Research Grants & Projects

  • Japan Society for the Promotion of Science:Grants-in-Aid for Scientific Research Grant-in-Aid for Early-Career Scientists
    Date (from‐to) : 2019/04 -2021/03 
    Author : WATANABE Satomi
     
    AAAWe analyzed 20 patients with metastatic or recurrent extramammary Paget’s disease (EMPD). Protein expressions and gene expression analysis were performed, and we evaluated the relationship between the tumor profile and the treatment outcome and the survival. HER2 gene alteration was observed in a fraction of patients with EMPD, furthermore, HER2 positive patients who have received anti-HER2 targeted therapies showed apparent survival benefit compared to those who have not. On the other hand, gene expression analysis revealed overexpression of several gene expression pathways in EMPD tumors when compared with breast cancer tumors, which should be further investigated as potential treatment targets. Regarding immune environment, CD274 (PD-L1) overexpression was observed in EMPD patients, which indicated the potency of therapeutical development using immune check point inhibitors.
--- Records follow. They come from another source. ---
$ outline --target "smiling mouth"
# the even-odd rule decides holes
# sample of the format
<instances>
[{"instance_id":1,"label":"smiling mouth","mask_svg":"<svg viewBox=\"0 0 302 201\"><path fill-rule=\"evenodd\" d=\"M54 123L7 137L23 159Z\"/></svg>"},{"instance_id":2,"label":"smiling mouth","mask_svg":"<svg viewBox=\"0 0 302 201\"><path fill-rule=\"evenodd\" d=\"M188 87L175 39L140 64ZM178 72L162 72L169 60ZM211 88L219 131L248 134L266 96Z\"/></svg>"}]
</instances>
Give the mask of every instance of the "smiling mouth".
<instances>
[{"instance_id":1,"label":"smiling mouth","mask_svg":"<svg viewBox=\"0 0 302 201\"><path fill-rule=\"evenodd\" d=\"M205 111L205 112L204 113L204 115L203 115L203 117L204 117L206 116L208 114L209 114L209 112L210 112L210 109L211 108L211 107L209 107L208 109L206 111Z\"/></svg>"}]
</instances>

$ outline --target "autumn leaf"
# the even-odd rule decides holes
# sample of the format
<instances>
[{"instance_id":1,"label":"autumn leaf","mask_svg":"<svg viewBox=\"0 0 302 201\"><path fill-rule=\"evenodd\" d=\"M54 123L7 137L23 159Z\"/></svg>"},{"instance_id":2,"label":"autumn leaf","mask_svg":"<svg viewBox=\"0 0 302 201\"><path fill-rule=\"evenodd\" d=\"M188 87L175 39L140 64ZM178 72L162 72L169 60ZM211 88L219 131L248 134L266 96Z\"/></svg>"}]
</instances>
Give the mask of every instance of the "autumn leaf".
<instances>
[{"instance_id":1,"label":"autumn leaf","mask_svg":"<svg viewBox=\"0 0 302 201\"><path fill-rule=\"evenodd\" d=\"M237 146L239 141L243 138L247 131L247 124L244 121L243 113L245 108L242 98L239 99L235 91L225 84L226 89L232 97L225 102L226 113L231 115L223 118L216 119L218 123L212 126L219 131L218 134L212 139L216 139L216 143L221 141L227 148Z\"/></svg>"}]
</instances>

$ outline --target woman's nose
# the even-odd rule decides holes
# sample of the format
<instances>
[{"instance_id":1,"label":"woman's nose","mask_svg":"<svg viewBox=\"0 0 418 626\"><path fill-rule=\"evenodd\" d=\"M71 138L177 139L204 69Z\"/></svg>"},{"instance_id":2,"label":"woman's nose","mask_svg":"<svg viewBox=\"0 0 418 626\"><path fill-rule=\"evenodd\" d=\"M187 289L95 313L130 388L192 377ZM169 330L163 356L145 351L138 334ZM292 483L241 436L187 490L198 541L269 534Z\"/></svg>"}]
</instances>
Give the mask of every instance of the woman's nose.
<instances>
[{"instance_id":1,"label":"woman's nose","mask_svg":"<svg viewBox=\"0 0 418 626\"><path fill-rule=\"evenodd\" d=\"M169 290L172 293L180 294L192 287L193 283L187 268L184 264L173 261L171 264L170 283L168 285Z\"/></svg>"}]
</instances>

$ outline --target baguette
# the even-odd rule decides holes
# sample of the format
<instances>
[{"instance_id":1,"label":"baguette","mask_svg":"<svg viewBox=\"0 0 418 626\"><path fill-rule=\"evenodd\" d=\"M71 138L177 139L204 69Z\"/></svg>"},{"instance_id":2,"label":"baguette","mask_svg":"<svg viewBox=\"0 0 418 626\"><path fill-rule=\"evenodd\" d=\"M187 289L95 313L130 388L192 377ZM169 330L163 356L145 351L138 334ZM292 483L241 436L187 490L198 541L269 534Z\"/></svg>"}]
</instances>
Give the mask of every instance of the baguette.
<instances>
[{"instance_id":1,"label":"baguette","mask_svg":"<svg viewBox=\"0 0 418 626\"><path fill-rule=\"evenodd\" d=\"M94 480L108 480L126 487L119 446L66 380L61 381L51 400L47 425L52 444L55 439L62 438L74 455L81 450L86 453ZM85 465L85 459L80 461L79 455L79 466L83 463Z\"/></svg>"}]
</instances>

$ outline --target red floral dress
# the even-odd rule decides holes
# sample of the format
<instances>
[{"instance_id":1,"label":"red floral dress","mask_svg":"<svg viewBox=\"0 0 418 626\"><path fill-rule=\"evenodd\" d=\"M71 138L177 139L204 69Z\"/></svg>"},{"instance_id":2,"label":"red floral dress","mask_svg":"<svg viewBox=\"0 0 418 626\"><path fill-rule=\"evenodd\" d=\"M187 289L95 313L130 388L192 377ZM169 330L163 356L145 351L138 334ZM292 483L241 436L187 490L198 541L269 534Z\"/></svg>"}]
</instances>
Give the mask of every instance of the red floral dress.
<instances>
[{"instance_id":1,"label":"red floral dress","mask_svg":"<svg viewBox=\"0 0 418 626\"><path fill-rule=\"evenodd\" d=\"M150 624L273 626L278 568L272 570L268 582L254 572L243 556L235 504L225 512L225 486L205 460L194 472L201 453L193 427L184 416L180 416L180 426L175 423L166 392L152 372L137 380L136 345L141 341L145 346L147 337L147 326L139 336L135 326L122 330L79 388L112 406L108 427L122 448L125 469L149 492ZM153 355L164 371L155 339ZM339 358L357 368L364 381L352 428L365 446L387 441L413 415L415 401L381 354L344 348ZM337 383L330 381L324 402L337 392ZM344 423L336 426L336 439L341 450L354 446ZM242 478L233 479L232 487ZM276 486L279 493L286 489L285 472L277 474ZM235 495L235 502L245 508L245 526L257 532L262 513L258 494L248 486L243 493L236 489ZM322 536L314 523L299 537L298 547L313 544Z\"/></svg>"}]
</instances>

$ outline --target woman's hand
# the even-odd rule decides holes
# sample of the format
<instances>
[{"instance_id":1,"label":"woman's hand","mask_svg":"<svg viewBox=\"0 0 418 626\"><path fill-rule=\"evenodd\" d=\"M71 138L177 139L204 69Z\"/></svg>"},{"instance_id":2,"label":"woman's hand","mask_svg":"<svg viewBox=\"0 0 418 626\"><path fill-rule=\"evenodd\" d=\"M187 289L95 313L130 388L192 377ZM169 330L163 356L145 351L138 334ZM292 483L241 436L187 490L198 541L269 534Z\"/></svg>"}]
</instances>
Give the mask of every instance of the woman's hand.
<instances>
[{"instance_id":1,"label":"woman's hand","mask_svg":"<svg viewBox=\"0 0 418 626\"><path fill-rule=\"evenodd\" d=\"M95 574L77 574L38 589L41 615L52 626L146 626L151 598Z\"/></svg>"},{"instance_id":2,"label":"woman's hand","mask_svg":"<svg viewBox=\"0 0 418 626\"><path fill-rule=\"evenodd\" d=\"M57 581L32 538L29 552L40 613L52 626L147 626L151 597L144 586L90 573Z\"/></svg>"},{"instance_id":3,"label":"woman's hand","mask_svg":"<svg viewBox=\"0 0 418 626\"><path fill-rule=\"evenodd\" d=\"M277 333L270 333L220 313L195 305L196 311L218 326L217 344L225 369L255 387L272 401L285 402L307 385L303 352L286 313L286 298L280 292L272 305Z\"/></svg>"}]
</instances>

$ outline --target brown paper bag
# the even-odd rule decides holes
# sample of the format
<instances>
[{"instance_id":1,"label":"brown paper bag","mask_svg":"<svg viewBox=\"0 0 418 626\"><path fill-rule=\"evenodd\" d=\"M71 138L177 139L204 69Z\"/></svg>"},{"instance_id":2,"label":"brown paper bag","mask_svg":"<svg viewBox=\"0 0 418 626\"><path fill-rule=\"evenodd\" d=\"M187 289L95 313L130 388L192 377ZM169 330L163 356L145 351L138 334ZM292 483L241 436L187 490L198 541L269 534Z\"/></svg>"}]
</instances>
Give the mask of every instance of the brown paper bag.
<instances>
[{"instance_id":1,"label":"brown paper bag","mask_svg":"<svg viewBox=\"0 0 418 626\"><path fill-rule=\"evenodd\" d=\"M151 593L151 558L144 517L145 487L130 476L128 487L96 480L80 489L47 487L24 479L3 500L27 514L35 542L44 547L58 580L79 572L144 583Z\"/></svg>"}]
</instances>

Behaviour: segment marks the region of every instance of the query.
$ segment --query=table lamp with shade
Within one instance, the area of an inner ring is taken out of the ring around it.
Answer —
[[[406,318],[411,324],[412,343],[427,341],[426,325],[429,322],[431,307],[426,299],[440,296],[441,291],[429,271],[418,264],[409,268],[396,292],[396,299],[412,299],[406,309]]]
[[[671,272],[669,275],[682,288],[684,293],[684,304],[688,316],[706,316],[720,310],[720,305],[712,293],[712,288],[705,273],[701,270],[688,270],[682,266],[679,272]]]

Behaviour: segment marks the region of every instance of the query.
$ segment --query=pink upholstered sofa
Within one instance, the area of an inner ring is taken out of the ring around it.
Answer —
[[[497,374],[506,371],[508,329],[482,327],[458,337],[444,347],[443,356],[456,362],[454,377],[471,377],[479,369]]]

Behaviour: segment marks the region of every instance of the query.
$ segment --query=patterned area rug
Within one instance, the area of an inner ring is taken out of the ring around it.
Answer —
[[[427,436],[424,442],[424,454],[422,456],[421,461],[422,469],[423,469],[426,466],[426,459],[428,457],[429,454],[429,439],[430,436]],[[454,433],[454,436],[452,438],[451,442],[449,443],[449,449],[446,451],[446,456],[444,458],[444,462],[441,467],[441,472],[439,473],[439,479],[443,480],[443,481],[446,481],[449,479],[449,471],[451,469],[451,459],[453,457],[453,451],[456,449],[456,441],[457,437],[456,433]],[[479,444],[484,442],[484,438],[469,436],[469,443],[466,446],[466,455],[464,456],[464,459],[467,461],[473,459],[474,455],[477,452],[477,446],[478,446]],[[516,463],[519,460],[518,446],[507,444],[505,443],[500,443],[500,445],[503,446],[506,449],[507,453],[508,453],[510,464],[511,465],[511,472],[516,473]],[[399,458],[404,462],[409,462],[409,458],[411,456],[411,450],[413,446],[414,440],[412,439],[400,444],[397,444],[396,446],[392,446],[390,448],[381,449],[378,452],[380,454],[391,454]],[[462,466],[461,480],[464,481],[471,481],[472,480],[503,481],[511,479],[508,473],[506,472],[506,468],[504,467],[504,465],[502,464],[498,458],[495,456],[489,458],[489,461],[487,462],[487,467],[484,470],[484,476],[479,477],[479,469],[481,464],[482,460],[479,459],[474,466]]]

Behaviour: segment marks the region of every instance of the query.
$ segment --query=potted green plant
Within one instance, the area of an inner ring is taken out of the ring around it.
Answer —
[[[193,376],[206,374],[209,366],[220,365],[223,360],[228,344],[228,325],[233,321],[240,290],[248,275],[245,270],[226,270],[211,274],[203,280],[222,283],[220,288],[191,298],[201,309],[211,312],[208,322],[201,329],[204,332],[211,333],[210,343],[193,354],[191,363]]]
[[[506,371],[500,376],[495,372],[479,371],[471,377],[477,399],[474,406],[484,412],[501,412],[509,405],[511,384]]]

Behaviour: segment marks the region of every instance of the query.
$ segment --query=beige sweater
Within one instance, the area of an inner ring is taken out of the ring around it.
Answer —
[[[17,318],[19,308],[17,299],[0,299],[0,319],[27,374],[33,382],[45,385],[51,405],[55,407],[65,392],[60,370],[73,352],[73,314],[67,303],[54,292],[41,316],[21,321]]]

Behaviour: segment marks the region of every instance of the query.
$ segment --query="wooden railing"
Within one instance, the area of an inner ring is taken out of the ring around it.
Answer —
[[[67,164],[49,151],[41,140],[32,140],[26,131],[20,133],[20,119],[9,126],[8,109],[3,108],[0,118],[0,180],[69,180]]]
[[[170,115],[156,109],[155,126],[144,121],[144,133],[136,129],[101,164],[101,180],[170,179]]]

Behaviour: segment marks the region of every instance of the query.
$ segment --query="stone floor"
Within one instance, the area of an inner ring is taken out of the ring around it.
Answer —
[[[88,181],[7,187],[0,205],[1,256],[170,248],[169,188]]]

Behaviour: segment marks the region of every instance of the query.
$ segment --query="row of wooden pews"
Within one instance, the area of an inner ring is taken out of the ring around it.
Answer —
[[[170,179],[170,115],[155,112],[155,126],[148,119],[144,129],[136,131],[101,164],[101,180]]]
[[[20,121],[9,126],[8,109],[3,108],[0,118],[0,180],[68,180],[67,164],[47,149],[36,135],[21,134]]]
  • Japan Society for the Promotion of Science:Grants-in-Aid for Scientific Research
    Date (from‐to) : 2016/04 -2019/03 
    Author : YOSHIDA Takeshi; WATANABE satomi
     
    We evaluated the efficacy of dasatinib combined with the T790M-selective EGFR-TKI ASP8273 or osimertinib in EGFR mutation-positive NSCLC with or T790M mutation. A cell viability assay revealed that dasatinib had synergistic effects with these TKIs in T790M-positive cells and simultaneously inhibited Src, Akt, and Erk, which remained activated upon single-agent treatment. Dasatinib also increased the rate of apoptosis in T790M-positive cells induced by T790M-selective EGFR-TKIs, as determined by the Annexin-V binding assay; this was associated with downregulation of the antiapoptotic Bcl-2 family member Bcl-xL, a finding that was confirmed in mice bearing T790M-positive xenografts. Our results suggest that Bcl-xL plays a key role in the apoptosis resistance of T790M-positive NSCLC, and that dasatinib combined with clinically relevant T790M-selective EGFR-TKIs is potentially effective in overcoming resistance to first-generation EGFR-TKIs in NSCLC patients with acquired T790M.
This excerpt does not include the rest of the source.